Elle aura suffisamment duré, cette mangeoire à travers des dotations financières annuelles aux députés de l’Assemblée nationale savamment dénommée micro-projets parlementaires, sans réel effet sur les populations censées en être les bénéficiaires finaux. Avec sa fin annoncée pour l’année budgétaire 2023, de nombreux observateurs estiment qu’il s’agit là d’un juste retour à l’orthodoxie.

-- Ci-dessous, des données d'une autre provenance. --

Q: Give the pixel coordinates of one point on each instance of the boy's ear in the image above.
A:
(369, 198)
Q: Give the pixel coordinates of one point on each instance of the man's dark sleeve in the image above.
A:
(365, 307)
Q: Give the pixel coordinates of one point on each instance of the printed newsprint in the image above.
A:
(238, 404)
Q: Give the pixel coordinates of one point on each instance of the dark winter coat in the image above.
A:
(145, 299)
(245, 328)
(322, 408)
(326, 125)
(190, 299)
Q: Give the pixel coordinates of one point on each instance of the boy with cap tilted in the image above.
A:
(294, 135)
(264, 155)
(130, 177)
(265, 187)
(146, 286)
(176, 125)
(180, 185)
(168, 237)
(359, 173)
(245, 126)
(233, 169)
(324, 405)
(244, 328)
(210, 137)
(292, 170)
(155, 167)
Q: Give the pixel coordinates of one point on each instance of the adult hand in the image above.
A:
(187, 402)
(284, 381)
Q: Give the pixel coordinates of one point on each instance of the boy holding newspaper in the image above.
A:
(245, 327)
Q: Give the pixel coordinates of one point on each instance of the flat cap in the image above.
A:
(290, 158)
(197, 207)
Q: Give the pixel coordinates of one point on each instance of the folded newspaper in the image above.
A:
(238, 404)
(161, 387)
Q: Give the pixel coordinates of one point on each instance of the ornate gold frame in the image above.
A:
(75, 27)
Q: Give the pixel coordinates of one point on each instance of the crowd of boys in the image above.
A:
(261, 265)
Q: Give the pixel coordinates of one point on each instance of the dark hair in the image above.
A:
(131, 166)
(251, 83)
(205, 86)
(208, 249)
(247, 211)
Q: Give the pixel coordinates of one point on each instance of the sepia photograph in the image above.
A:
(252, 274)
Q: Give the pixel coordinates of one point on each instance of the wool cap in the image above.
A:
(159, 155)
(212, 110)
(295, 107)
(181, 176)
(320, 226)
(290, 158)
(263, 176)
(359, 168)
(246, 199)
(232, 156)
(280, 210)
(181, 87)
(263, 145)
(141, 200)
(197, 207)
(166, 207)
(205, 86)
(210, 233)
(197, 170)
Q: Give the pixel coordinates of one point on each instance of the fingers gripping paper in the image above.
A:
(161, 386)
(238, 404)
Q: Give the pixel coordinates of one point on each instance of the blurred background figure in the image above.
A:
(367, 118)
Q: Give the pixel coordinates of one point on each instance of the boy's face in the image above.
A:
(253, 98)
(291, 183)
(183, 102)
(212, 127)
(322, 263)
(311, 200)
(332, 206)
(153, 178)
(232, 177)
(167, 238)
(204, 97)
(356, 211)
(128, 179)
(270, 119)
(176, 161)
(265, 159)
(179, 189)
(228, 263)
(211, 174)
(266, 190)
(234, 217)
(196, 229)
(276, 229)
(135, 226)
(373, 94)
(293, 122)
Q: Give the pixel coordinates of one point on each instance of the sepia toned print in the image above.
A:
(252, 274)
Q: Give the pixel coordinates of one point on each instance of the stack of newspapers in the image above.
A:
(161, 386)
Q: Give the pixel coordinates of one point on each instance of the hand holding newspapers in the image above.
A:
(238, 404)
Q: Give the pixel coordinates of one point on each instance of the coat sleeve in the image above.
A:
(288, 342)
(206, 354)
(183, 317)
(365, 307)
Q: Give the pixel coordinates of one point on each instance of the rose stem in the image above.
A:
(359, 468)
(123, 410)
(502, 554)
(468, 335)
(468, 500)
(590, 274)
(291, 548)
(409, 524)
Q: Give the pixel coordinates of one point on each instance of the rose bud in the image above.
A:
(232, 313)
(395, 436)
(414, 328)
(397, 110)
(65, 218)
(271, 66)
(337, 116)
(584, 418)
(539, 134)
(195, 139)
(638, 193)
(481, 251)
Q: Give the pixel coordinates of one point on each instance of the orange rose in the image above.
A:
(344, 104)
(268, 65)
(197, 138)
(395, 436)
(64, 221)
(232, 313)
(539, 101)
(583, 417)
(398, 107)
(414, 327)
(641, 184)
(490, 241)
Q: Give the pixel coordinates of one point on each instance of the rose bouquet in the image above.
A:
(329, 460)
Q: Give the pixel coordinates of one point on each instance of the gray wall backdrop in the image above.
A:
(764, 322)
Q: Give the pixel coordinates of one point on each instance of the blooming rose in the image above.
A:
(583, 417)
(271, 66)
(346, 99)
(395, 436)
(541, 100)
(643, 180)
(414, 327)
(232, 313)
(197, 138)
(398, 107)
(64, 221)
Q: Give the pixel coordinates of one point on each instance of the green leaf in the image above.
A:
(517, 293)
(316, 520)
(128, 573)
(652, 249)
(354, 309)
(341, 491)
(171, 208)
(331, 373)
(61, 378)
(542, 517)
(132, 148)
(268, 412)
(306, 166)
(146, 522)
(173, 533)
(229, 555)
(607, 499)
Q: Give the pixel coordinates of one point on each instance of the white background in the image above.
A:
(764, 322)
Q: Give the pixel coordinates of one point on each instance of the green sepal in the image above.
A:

Le budget de l’Etat du Cameroun a été voté la semaine dernière par l’Assemblée nationale au cours d’une session longue et houleuse qui s’est achevée au petit matin du 5 décembre 2022. En définitive, le Cameroun table sur un budget pour l’année 2023 de 6 345 100 000 000 Fcfa. Ce budget se décompose en un budget général de 6 274 800 000 000 Fcfa et des comptes d’affectation spéciale d’un montant de 70 300 000 000 Fcfa. Si l’on a pu noter que ce budget accorde une part belle aux ministères de souveraineté comme la Défense, la sécurité, l’éducation ou les travaux publics, il n’a échappé à personne que ce budget 2023 consacre une hausse vertigineuse de certaines taxes, mais surtout, la suppression de l’enveloppe dédiée aux micro-projets parlementaires jadis accordés aux députés. Une dotation de 8 millions de Fcfa annuelle qui était supposé être destinée à la réalisation, dans leurs circonscriptions électorales respectives, de microprojets dits parlementaires, notamment en matière de services sociaux de base. Seulement, à y regarder de près, force est de constater que cet argent supposé provenir du fameux chapitre 65 du ministère des Finances en cours d’audit, ne servait finalement que d’argent de poche à certains députés. D’ailleurs, l’on se souvient que, récemment, le président de l’Assemblée nationale, le très honorable Cavaye Yeguié Djibril, député du Mayo Sava, s’est officiellement offusqué de l’emploi que ses collègues députés de sa même circonscription électorale en faisaient. C’était à l’occasion d’une cérémonie au cours de laquelle, il est allé distribuer quelques sacs de mil et de sorgho aux populations. Il avait même laissé entendre qu’il demandera aux questeurs d’auditer l’emploi de ces fonds.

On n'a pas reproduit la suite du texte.